例えば熊よりも大きな体躯で、鉄をも裂く鋭い爪や牙を持つ獣。
例えば土の中を進む猛毒を持つ大蛇。
例えば全長5mはあり、空から襲い掛かる鷲に似た怪鳥。
そして何より恐ろしいことに怪物たちは大陸中に生息し、人々の生活圏の近くにもたびたび現れてはその力を振るっていた。
何十人の人が対抗したとしても容易く殺されてしまう。
モリア大陸にすむ者は圧倒的な力を持つ怪物―いわゆる魔獣との闘いの歴史を紡いできた。
その大陸の中心にある国―アルルキア。
例にもれずこの国の近郊にも魔獣は現れてきていたが、他の地と異なり被害は少なかった。
それはアルルキアが誇る対魔獣戦士―守護戦士の存在があるからであった。
守護戦士とは土地神の力を賜り、常人ならざる力を得た存在。
魔獣に対しても単独で対抗できる力があり、より強大な力を持つものは魔獣の集団にさえ打ち勝つ力を身に着けた存在。

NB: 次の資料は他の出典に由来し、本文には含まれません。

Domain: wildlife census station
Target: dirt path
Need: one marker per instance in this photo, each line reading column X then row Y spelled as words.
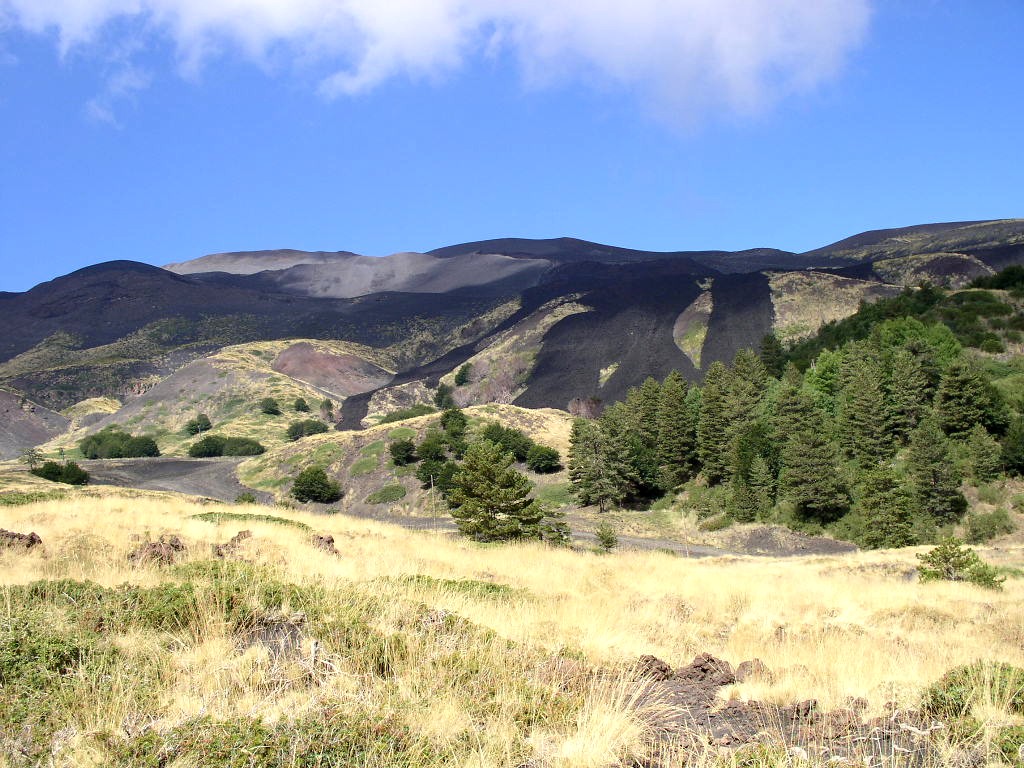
column 213, row 478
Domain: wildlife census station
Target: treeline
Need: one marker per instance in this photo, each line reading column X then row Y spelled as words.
column 977, row 317
column 870, row 441
column 473, row 474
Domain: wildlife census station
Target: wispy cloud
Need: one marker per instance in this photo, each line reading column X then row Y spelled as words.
column 683, row 57
column 121, row 85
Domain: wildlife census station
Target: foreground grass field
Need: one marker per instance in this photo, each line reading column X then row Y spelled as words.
column 408, row 648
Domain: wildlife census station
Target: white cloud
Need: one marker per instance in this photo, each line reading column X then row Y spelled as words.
column 682, row 56
column 123, row 84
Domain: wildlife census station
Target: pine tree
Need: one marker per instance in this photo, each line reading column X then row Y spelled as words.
column 886, row 510
column 713, row 439
column 934, row 474
column 597, row 472
column 907, row 392
column 983, row 453
column 747, row 388
column 1013, row 448
column 762, row 483
column 966, row 398
column 489, row 500
column 810, row 476
column 861, row 415
column 676, row 432
column 743, row 505
column 772, row 355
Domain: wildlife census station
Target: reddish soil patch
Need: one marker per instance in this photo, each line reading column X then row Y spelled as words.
column 343, row 375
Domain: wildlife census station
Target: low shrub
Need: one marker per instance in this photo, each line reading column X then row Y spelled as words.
column 214, row 444
column 114, row 442
column 69, row 473
column 543, row 460
column 951, row 561
column 312, row 484
column 992, row 683
column 402, row 453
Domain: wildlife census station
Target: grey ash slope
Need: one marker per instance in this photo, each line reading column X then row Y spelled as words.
column 160, row 320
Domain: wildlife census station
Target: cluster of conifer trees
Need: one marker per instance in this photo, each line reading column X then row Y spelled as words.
column 872, row 439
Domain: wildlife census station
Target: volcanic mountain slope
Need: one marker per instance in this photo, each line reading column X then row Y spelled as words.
column 542, row 323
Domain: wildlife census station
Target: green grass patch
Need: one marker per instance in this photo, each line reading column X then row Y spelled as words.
column 387, row 495
column 463, row 586
column 375, row 449
column 556, row 495
column 219, row 517
column 17, row 499
column 364, row 466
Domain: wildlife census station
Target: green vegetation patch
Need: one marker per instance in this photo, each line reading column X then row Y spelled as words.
column 364, row 466
column 17, row 499
column 463, row 586
column 387, row 495
column 219, row 517
column 375, row 449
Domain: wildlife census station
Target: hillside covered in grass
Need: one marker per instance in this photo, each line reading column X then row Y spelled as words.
column 407, row 648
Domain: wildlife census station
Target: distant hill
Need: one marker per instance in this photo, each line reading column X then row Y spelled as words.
column 543, row 323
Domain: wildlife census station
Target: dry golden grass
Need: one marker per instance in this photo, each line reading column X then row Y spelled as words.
column 829, row 628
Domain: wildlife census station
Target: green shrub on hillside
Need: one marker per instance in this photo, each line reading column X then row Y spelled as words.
column 200, row 424
column 951, row 561
column 214, row 444
column 402, row 453
column 312, row 484
column 114, row 442
column 69, row 472
column 269, row 407
column 543, row 459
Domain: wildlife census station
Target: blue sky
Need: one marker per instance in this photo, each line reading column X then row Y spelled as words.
column 162, row 130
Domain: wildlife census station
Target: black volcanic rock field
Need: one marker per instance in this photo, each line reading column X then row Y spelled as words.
column 114, row 329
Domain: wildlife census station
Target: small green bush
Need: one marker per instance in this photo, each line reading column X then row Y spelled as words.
column 402, row 453
column 201, row 423
column 462, row 375
column 606, row 538
column 543, row 459
column 114, row 442
column 269, row 407
column 952, row 562
column 213, row 445
column 387, row 495
column 982, row 682
column 243, row 446
column 312, row 484
column 69, row 473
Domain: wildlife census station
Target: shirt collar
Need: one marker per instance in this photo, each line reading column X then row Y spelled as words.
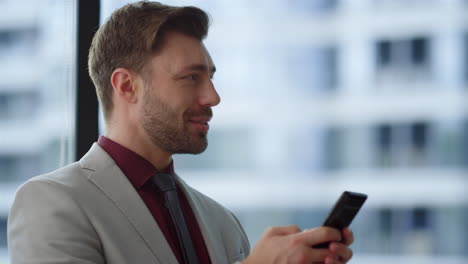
column 137, row 169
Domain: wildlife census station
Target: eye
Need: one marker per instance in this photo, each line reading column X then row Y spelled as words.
column 192, row 77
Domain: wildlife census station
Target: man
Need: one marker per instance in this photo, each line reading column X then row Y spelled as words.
column 153, row 78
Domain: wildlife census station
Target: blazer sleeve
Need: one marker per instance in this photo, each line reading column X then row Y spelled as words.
column 46, row 225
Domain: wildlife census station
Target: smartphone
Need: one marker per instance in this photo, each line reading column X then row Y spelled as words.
column 343, row 212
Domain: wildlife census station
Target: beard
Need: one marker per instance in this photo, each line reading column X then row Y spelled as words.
column 161, row 124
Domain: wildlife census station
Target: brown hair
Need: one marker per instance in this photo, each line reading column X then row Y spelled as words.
column 132, row 35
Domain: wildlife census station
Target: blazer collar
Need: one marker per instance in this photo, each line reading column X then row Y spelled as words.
column 114, row 184
column 211, row 234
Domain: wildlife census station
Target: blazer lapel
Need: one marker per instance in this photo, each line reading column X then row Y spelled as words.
column 213, row 239
column 110, row 180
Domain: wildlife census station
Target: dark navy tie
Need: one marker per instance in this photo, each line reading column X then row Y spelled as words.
column 166, row 184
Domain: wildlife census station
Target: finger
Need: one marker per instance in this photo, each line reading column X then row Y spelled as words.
column 282, row 230
column 312, row 255
column 342, row 251
column 348, row 236
column 319, row 235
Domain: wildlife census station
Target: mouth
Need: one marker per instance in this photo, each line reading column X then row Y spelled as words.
column 200, row 123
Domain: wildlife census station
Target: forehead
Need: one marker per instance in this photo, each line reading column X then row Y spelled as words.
column 180, row 51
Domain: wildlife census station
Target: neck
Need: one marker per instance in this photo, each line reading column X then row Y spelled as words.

彼らは清浄な心と屈強な体を持ち、民を身を挺して守る、まさに希望の存在であった。
アルルキアはどの国よりも先んじて守護戦士という魔獣に対抗する力を得たこと、大陸での影響力を強め、瞬く間に大陸一の強国となっていった。
以降アルルキアをはじめ、他の国でも守護戦士となりうる者を集め、魔獣に対してようやく均衡を保てるようになっていった。
「兄貴、分かってるよ」
もう何度聞いたことか。
エリオはそう顔でも訴えていた。
朝食が終わって昔話を話しはじめた兄貴に少しうんざりした。
でもなぜこの話をしたかは何となくわかっていた。
「親父や兄貴のような守護戦士に俺にもなれっていうんだろ」
―無理だよ。悪いけど。
口には出さない。自分のために。
「…お前には力がある。それに気づいていないだけだ。」
子守歌のように繰り返し話してきた兄貴が、これまた何度きいたか分からない慰めをしてきた。諭すような声と顔で。
―俺が一番わかってるんだよ。自分の限界にさ。
ほんの少し波打つ心を収めて、平然として返事をする。
「わかったよ。いつか気付ければいいな」
そう言いつつ、話は終わりという風に立ち上がる。
少し兄貴の寂しそうな顔が見えた気がした。
気付かないふりをして出ていこうとする。
「エリオ、そう自分を卑下するな。お前は強くなる。俺が保証する。」
―無理だって言ってるだろ!
思わず叫んでしまったような気がして、兄貴の方を振り返る。
「今日は、お前の18歳の誕生日だ。アルルキアへ行って守護戦士の選別試験を受けてみたらどうだ?」
兄貴は話を続けていた。
どうやら声には出さなかったみたいだ。
「兄貴、もう時間だよ。俺にもやることがあるんだ」
そう言って今度こそ言い捨てるようにして、家を出た。
自分の現実を無理やり受け入れた少年エリオ。齢18歳。
――運命は動き出し、現実は少年を翻弄する。
――この日を待っていた。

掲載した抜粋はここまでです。